A Braskem diz que seus preços no mercado doméstico no segundo trimestre de 2006 não evoluíram na mesma velocidade da forte recuperação verificada nas cotações internacionais de resinas e produtos petroquímicos. A empresa atribui a situação à dinâmica de alguns mercados, à volatilidade cambial e à defasagem natural entre uma alteração no mercado internacional e sua efetiva correspondência no mercado doméstico.No mercado de PE (polietileno), o aumento da oferta em decorrência da entrada da Rio Polímeros gerou um excesso de capacidade disponível no mercado local, o que impactou os spreads locais. Nesse cenário, os preços internacionais apresentaram melhoria de 15% no segundo trimestre de 2006, mas as cotações da empresa no mesmo período permaneceram em linha com as praticadas no trimestre anterior.Para o PP (polipropileno), a valorização do real criou uma oportunidade para o aumento das importações de resinas e de transformados (produtos finais), o que trouxe maior concorrência para os clientes e comprimiu, portanto, as margens da cadeia petroquímica nacional.

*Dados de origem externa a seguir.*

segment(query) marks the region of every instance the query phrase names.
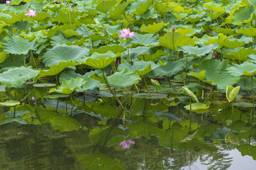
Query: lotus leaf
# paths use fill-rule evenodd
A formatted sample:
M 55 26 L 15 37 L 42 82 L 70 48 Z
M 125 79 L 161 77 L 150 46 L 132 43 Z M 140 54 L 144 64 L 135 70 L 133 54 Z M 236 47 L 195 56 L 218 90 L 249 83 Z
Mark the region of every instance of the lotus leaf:
M 46 66 L 50 67 L 57 65 L 60 62 L 74 62 L 79 59 L 85 59 L 88 57 L 89 51 L 85 47 L 77 45 L 57 45 L 48 49 L 42 58 Z
M 123 61 L 123 63 L 118 66 L 117 70 L 120 72 L 126 68 L 134 74 L 139 73 L 140 76 L 144 76 L 154 70 L 160 65 L 160 63 L 158 62 L 156 64 L 153 61 L 145 61 L 142 60 L 139 60 L 134 59 L 131 66 L 127 62 Z
M 228 85 L 233 85 L 239 81 L 239 77 L 230 75 L 226 71 L 227 68 L 230 67 L 226 60 L 220 62 L 214 59 L 207 60 L 202 62 L 197 69 L 196 72 L 191 71 L 189 75 L 195 77 L 197 76 L 197 78 L 207 83 L 217 85 L 218 89 L 224 90 Z M 205 73 L 205 75 L 204 73 Z M 198 76 L 199 75 L 201 76 Z
M 233 86 L 228 85 L 226 90 L 226 96 L 229 102 L 231 102 L 237 95 L 240 86 L 234 87 Z
M 52 88 L 49 93 L 57 92 L 62 94 L 70 94 L 76 89 L 79 89 L 82 85 L 87 82 L 86 78 L 77 77 L 76 78 L 71 78 L 69 80 L 64 81 L 60 86 L 57 88 Z
M 0 74 L 0 82 L 7 87 L 19 88 L 27 80 L 36 77 L 39 73 L 38 70 L 33 69 L 30 66 L 10 68 Z
M 141 77 L 139 74 L 133 74 L 128 69 L 124 68 L 122 71 L 115 72 L 111 76 L 106 77 L 105 79 L 107 80 L 107 83 L 112 87 L 117 89 L 123 89 L 125 87 L 138 83 Z M 106 82 L 103 77 L 103 75 L 98 76 L 96 73 L 91 76 L 91 77 L 106 84 Z
M 241 75 L 252 76 L 256 74 L 256 64 L 247 61 L 240 65 L 233 64 L 227 68 L 230 75 L 240 76 Z
M 170 50 L 177 50 L 178 46 L 182 47 L 190 44 L 193 46 L 195 45 L 192 39 L 178 31 L 168 32 L 164 35 L 160 37 L 159 43 Z
M 105 153 L 97 153 L 87 155 L 78 155 L 77 158 L 82 163 L 88 170 L 112 170 L 124 169 L 124 165 L 120 163 L 117 159 L 112 159 Z
M 160 77 L 163 76 L 171 76 L 175 75 L 179 71 L 184 69 L 184 65 L 183 63 L 180 61 L 169 61 L 165 66 L 161 66 L 156 68 L 153 72 L 156 76 Z
M 8 35 L 3 39 L 2 45 L 7 53 L 27 54 L 30 49 L 36 50 L 38 45 L 36 40 L 29 42 L 29 39 L 21 36 L 12 37 Z
M 14 100 L 9 100 L 4 102 L 0 102 L 0 106 L 15 106 L 19 104 L 20 103 L 19 101 Z
M 82 127 L 76 119 L 69 116 L 53 118 L 50 122 L 54 130 L 58 129 L 61 132 L 78 130 Z
M 117 57 L 121 55 L 119 53 L 115 54 L 111 51 L 109 51 L 104 54 L 95 52 L 86 60 L 86 62 L 83 62 L 82 60 L 79 60 L 77 61 L 81 61 L 81 64 L 86 64 L 95 68 L 103 69 L 110 64 Z

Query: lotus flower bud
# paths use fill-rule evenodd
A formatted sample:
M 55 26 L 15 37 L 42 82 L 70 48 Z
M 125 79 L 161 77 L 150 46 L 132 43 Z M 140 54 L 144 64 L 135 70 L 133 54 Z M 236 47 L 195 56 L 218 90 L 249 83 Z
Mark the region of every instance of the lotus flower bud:
M 106 30 L 105 30 L 104 29 L 103 30 L 103 33 L 104 33 L 104 34 L 105 35 L 106 35 L 106 34 L 107 34 L 107 32 L 106 31 Z
M 174 26 L 174 25 L 173 25 L 171 27 L 171 31 L 175 31 L 175 29 L 176 28 L 175 28 L 175 26 Z

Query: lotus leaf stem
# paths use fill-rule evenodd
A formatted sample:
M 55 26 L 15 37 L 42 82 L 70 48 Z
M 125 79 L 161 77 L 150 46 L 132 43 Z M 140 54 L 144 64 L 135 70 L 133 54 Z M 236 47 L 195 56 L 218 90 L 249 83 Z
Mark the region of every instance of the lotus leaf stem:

Dessa forma, os preços médios no mercado doméstico, nesse segundo trimestre de 2006, permaneceram estáveis e os internacionais registraram crescimento de 15%.O mercado de PVC resistiu à pressão da oferta e apresentou preços apenas 3% menores, em US$/t, comparando-se o segundo trimestre de 2006 com o primeiro trimestre, enquanto o mercado internacional registrou queda de preços de 6%, em dólares, no mesmo período.Já o mercado de BTX, dentro da linha de aromáticos, apresentou preços, em US$/t, 8% maiores no mercado local e 10% maiores no mercado externo, quando comparados aos do trimestre anterior, puxados principalmente pela alta do benzeno no mercado internacional, que apresentou aumento de 47% em junho comparado a março de 2006.Durante o segundo trimestre de 2006, o custo dos produtos vendidos da Braskem foi de R$ 2,5 bilhões, 9% maior que o pro forma para o trimestre imediatamente anterior e para o mesmo período de 2005. Os custos, na comparação anual, foram impactados em US$ 63 milhões pelo aumento de 35% no preço da nafta comprada, decorrente do substancial aumento no preço do petróleo. Adicionalmente, o custo da Braskem apresentou-se mais elevado em US$ 5 milhões em função dos aumentos de gastos com de energia (energia elétrica, gás, vapor, óleo combustível e outras utilidades). A variação do câmbio (12,0% de valorização do real entre os períodos) por sua vez, compensou parte do impacto.